The club had tentatively approached Whitwick Colliery - which was in the Birmingham League - in April 1950, with regard to a merger, and although these talks went nowhere, Town quit the Leicestershire league before the 1950–51 season, joining the higher status Central Alliance League instead. The standard however proved too high for the team, and it struggled near the foot of the table for four seasons.

Town came to a crashing halt in 1954. After a drop of £300 in gate money in the 1953–54 season, the club announced its intention to disband, and resigned from the Central Alliance. There was an attempt to rescue the club, and an entry was made to the second division of the Leicestershire Senior League for 1954–55, but, after winning its first two matches, it began to struggle; the rushed and late recruitment of new players had resulted in the club signing players from lower grade amateur football, and most of them soon left for clubs at the level from which they had come. After a 14–0 FA Cup qualifying round hammering at Whitwick Colliery, with goalkeeper Thornley praised for keeping the score below thirty, and a 17–1 League destruction at the hands of Oakham Imperial in October, the club "put up the shutters".

==Colours==

The club wore black and white hooped shirts.
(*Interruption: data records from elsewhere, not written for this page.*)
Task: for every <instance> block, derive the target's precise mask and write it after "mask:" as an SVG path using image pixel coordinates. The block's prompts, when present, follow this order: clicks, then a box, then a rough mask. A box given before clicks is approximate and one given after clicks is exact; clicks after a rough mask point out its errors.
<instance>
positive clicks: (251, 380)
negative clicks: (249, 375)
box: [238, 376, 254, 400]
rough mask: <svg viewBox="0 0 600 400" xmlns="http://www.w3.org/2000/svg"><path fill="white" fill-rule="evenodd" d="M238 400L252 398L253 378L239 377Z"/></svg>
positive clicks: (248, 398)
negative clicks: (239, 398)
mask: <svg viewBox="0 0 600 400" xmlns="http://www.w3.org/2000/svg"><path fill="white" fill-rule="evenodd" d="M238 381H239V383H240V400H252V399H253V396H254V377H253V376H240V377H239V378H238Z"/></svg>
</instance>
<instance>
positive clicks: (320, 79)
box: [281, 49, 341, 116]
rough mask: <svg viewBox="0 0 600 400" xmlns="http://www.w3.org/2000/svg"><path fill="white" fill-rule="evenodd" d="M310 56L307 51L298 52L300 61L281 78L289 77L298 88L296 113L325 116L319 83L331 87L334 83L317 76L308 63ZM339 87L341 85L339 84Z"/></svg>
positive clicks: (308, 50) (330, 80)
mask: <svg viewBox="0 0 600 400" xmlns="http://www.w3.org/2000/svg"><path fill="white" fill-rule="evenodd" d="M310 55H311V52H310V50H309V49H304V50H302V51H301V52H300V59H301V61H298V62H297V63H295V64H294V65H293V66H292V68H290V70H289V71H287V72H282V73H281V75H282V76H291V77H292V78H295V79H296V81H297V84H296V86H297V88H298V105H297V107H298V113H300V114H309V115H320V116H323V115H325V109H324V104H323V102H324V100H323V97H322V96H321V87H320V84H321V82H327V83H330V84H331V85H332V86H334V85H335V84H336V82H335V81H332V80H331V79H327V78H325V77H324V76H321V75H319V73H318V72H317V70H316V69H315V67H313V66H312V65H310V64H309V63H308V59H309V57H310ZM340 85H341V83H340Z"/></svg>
These were the colours of Queen's Park F.C., one of whose former players - Dr Forsyth - was the club's first chairman, and the club agreed at its first meeting to secure "distinctive jerseys, which will be designed with a view to reproducing the spirit of amateur football". Dr Forsyth's suggestion of black and white was chosen, with red and white as change colours.

==Ground==

The club played at the Waggon and Horses Ground, as had its Coalville Town predecessors.

==Nickname==

The club was nicknamed the Spiders, which, like the colours, is also that of Queen's Park.

==Notable players==

- Walter Harrison (footballer)
- Dennis Cheney, outside-left, who played for the club pre-war and for Leicester City during and after it, joining Bournemouth & Boscome in 1949, after a loan spell with Watford
- Stan Baines, winger, who joined Leicester in 1937.